ThatsRacin

NASCAR’s Brian Vickers making most of substitute role

Brian Vickers will drive Tony Stewart’s No. 14 Chevy on Sunday at Auto Club Speedway and again in two weeks at Martinsville (Va.) Speedway.
Brian Vickers will drive Tony Stewart’s No. 14 Chevy on Sunday at Auto Club Speedway and again in two weeks at Martinsville (Va.) Speedway. AP

Brian Vickers’ journey back to NASCAR’s Sprint Cup Series won’t be fully completed until he finds a fulltime ride.

But Vickers, who has had to take time off four times since 2010 to deal with medical issues, is grateful that he continues to be called on by Stewart-Haas Racing to drive Tony Stewart’s No. 14 Chevy while Stewart continues to recover from a broken back.

“As much as I want to race this car as long as I can, I really want to see Tony back in it,” Vickers said Friday at Auto Club Speedway, where he will race in Sunday’s Auto Club 400. “I have been in his shoes. I know exactly what it’s like.”

Indeed, Vickers does. Diagnosed with blood clots and a hole in his heart in 2010, Vickers has been in and out of racing for the past seven seasons.

Vickers said the blood clots have always been under control, thanks to blood-thinning medication and constant scrutiny from doctors.

“I didn’t feel at all that my life was in danger,” Vickers said. “But I wasn’t so sure about my racing career.”

Slated to drive for Michael Waltrip Racing in 2015, Vickers missed that season’s first two races while recovering from heart surgery to repair a patch that had been inserted in his heart. After running in Las Vegas and Phoenix, the blood clots returned before the race at Fontana. He missed the rest of the year.

Vickers has found a temporary home at SHR, for at least as long as Stewart’s indefinite time away lasts. He is splitting time in Stewart’s car with Ty Dillon, finishing 26th in the season-opening Daytona 500 and 36th at Las Vegas. After Sunday’s race, he is also scheduled to drive for Stewart (who will retire as a Cup driver after this season) at Martinsville in two weeks. SHR has made no announcements beyond Martinsville of who will drive for Stewart, or how long he will be out. Stewart, who has traveled to the past three races, is undergoing an accelerated physical therapy regimen that it is hoped will hasten his return.

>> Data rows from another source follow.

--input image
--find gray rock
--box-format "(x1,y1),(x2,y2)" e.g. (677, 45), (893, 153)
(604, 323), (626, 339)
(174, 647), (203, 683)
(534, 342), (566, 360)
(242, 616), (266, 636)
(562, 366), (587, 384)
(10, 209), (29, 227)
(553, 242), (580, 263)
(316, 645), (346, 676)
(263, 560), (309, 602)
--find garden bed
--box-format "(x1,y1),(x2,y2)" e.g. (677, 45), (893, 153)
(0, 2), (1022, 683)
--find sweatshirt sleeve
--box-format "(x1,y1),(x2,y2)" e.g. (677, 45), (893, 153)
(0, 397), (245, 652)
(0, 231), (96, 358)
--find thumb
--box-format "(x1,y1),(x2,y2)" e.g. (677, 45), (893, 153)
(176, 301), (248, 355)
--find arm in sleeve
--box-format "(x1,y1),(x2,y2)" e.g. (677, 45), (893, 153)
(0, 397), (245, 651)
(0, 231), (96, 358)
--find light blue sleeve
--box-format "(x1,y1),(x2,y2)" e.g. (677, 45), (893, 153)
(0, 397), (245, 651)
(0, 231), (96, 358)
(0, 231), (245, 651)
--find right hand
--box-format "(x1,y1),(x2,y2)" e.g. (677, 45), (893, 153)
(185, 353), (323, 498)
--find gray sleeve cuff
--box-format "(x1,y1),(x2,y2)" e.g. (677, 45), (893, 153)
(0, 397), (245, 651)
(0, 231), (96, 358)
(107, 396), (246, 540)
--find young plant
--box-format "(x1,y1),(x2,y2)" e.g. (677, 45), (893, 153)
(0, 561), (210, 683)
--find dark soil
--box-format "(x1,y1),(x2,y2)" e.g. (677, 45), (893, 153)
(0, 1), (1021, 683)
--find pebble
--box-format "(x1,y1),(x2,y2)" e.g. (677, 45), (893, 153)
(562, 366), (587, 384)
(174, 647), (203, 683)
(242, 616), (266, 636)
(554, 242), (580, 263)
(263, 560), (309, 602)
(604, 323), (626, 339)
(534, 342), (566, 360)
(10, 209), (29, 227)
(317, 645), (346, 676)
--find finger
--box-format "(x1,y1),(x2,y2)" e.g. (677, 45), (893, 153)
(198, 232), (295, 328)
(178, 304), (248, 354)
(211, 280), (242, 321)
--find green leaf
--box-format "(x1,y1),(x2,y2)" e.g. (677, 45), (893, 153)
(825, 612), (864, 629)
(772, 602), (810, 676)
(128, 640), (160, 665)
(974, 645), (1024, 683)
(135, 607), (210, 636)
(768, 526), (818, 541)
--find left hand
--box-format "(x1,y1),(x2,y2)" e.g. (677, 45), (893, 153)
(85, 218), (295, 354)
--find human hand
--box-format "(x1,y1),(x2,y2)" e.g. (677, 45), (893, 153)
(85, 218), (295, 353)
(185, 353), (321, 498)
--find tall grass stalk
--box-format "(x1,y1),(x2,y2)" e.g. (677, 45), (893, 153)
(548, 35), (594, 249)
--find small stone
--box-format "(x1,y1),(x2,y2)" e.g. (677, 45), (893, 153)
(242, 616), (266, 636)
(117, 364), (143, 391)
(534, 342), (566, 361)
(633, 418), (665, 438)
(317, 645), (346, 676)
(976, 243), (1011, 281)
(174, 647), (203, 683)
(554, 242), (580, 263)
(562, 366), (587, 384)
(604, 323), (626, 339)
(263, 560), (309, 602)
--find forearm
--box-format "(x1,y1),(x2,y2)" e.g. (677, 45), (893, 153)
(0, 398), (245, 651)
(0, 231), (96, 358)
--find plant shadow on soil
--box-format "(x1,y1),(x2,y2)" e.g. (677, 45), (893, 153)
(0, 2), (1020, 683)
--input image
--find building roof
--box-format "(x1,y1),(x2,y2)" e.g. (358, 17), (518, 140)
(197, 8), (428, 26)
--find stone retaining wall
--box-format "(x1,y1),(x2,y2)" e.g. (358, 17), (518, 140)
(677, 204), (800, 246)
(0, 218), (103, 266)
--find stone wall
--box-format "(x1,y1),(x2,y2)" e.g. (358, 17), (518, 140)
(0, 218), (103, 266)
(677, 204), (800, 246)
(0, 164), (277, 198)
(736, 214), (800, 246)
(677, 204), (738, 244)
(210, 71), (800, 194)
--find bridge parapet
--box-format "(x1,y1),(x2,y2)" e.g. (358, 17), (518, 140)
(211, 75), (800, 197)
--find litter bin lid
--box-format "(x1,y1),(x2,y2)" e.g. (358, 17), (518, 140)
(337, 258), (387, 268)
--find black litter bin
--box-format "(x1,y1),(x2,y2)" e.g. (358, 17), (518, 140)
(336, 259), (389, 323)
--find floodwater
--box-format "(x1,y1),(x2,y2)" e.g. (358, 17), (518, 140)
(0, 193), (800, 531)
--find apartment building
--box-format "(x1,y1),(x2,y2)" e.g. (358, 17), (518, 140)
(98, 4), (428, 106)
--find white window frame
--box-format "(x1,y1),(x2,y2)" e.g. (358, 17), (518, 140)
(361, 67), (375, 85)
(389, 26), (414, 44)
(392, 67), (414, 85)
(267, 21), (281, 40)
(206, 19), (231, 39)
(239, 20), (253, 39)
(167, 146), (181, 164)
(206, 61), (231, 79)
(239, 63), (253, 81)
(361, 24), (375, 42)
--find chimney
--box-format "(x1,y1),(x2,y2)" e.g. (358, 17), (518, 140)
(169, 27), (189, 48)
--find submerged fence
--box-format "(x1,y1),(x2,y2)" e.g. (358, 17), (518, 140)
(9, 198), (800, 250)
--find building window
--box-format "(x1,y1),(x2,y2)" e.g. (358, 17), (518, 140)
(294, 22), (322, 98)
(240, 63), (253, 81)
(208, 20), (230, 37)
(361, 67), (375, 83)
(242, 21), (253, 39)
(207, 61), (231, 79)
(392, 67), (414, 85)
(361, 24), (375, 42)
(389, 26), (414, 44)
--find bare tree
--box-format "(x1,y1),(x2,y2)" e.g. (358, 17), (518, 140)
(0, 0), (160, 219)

“I’m really thinking long term; I just want to get through tomorrow,” Vickers, 33, said with a laugh. “I am loving the weekend-off, weekend-on thing. That has been very relaxing, very fun. I get to race, but I also get some time off. (I’m) really pumped about (Martinsville) to kind of continue that forward. Then we are figuring out everything from there.

“Nothing has really changed. Everyone is really just kind of waiting to see how Tony shakes out. It’s his last season; he deserves to be in this car as much as he can be. I’m happy to turn the keys back over as soon as he’s ready.”

Vickers, who is from Thomasville and has three career Cup victories, said he wants to keep racing after Stewart returns, wherever that may take him.

“I am open to racing everything that has a seat, four wheels and a steering wheel, if the opportunity presents itself,” he said. “I would absolutely go back to the 24 Hours of Le Mans. I would absolutely go back to the BC Series. I would be open to racing anything.”

Vickers spoke Friday to help promote Saturday’s Xfinity race at Auto Club, the Treatmyclot.com 300. A wider audience has recently seen Vickers in television commercials for a blood-clot medication that features him playing golf with Arnold Palmer, NBA player Chris Bosh and comedian Kevin Nealon.

Vickers, whose car is sponsored this week by Arnie’s Army Charitable Foundation, said Palmer, 86, showed the younger guys a thing or two on the golf course, especially around the putting green.

“Although he hasn’t been playing 18 holes lately, he can still putt,” Vickers said. “We had some putting and chipping competitions and he just crushed all of us. We tried and tried and tried and then he steps up and … he made like six out of seven. It just kept going in. Not a single other person could make this putt. It was like a 30-foot putt. That is when we realized – he’s still got it.”